In late June 1861, the 20th Ohio Volunteer Infantry Regiment (3 Months) led by Col. Thomas Morton was headquartered at Fairmont, Virginia along the Tygart River and Baltimore & Ohio Railroad in Marion County. Its mission was to protect that strategically important railway connecting Washington, DC with the Midwestern states.
Company I of the 20th Ohio was stationed in the town of Mannington, approximately 13 miles west of Fairmont along the B&O Railroad. Its commanding officer, Capt. David F. Cable, had received several reports from “persons of the highest respectability” that a group of rebels were camped at Coon’s Creek (or Coon Run) and assembled for drill at the residence of a man named Peter Baker Righter, a well-known secessionist, near the Marion/Harrison County line.
Peter B. Righter and John Righter lived on either side of Coon Run in what is today the community of Francis, two miles east of West Fork River and the town of Enterprise in Marion County. Peter B. Righter was a wealthy farmer, and his son John would become a Confederate captain commanding Company No. 4 of the Virginia State Rangers in 1862 (he later commanded Company D, 19th Virginia Cavalry in 1863). But in that early summer of 1861, his troop was an ill-trained local militia.

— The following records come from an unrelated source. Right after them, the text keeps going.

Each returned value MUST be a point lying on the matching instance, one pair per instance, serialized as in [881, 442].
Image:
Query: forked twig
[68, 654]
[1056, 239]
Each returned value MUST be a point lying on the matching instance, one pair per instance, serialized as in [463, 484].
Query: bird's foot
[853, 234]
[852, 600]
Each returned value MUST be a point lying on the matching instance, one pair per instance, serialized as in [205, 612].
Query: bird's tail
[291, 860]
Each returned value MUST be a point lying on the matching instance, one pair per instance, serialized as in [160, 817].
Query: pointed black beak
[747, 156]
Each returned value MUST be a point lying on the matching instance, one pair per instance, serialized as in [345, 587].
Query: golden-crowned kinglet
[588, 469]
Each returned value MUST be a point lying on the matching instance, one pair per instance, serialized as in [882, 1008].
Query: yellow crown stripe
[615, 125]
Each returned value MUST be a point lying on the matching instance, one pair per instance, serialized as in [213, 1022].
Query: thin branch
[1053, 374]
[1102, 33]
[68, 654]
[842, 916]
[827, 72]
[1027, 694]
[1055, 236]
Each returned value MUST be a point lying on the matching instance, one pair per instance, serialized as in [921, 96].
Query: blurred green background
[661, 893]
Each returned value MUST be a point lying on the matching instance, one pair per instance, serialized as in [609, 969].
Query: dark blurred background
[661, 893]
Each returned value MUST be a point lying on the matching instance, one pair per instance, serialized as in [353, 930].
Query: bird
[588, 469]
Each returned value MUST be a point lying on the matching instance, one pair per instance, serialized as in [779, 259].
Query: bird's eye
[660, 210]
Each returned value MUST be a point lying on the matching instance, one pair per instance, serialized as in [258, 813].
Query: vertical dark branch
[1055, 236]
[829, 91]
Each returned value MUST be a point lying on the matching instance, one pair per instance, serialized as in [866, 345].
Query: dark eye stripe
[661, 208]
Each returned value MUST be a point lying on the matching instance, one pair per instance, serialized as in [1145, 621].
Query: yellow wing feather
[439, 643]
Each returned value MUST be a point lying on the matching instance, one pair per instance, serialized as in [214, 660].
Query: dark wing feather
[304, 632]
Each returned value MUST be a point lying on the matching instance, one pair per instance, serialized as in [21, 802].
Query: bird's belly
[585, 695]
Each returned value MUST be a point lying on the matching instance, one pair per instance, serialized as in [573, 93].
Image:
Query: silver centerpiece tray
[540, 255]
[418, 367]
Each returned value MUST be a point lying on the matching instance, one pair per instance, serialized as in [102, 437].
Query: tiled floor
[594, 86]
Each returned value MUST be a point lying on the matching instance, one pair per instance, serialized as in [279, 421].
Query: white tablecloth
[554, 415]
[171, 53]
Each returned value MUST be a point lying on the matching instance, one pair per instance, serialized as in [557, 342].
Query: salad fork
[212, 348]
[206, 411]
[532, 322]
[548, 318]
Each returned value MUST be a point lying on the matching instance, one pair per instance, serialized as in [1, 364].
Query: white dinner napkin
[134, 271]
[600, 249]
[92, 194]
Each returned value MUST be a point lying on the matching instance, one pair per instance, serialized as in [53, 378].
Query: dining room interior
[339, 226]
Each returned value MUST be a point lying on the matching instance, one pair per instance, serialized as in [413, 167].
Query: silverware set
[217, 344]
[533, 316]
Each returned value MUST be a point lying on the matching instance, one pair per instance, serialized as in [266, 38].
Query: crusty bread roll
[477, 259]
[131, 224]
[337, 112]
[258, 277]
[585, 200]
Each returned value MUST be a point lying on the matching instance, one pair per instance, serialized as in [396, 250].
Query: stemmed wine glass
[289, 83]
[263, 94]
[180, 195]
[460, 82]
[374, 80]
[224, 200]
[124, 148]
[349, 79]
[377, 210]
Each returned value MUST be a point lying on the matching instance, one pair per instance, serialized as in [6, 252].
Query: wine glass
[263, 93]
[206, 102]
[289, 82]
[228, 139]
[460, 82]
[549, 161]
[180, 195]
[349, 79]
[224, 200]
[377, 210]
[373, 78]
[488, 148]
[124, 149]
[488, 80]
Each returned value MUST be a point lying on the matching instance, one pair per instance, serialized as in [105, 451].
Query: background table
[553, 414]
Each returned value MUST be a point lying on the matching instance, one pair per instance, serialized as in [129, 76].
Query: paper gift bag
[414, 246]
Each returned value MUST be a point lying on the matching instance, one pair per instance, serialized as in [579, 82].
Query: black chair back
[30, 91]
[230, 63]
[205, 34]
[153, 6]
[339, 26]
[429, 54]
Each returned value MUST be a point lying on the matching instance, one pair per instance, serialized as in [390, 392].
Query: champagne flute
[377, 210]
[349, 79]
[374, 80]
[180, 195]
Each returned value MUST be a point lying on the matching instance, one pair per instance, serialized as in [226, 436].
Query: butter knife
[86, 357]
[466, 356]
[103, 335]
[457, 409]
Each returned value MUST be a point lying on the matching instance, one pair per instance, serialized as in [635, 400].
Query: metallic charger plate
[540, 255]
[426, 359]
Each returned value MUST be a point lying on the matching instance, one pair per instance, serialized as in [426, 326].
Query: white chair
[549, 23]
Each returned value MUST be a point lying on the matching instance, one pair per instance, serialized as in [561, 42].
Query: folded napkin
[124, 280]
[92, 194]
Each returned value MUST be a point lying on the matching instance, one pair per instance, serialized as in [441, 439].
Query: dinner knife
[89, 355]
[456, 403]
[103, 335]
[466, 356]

On June 20th, Capt. Cable took a detachment of 27 men to Shinnston, approximately 13.5 miles south of Fairmont along the West Fork River in Harrison County. There they found several local guides to lead them to Righter’s farm. Cable left ten men in Shinnston as a guard and apparently rejected assistance from the local Unionist Home Guard. At around 3am on the morning of Friday, June 21st, Capt. Cable, 17 of his men, and two or three locals arrived at Righter’s House.
A guide approached the house and encountered a man on guard duty. Both returned to their respective sides and reported what they had seen. Capt. Cable arrayed his men in a semi-circle around the house and knocked on the door. Someone blew a horn, and firing erupted from the house and a nearby orchard. Several, including a local guide, John Nay, were wounded. Cable ordered his men to withdraw to a nearby house where he sent for reinforcements.
In a letter to the Wheeling Intelligencer, Capt. Cable said four of his men were severely wounded, and they killed four of the enemy and wounded six. He took seven prisoners. One of the prisoners, Banks Corbett (or Corban) was shot and killed trying to escape. When they returned to Righter’s House at daylight, it was abandoned. The Union soldiers confiscated anything of military value, then set fire to the house.
Like many early skirmishes, newspaper reports of the Action at Righter’s House were exaggerated and full of hearsay and inaccuracies. It was just one of many tragedies to play out in northwestern Virginia as neighbor turned against neighbor.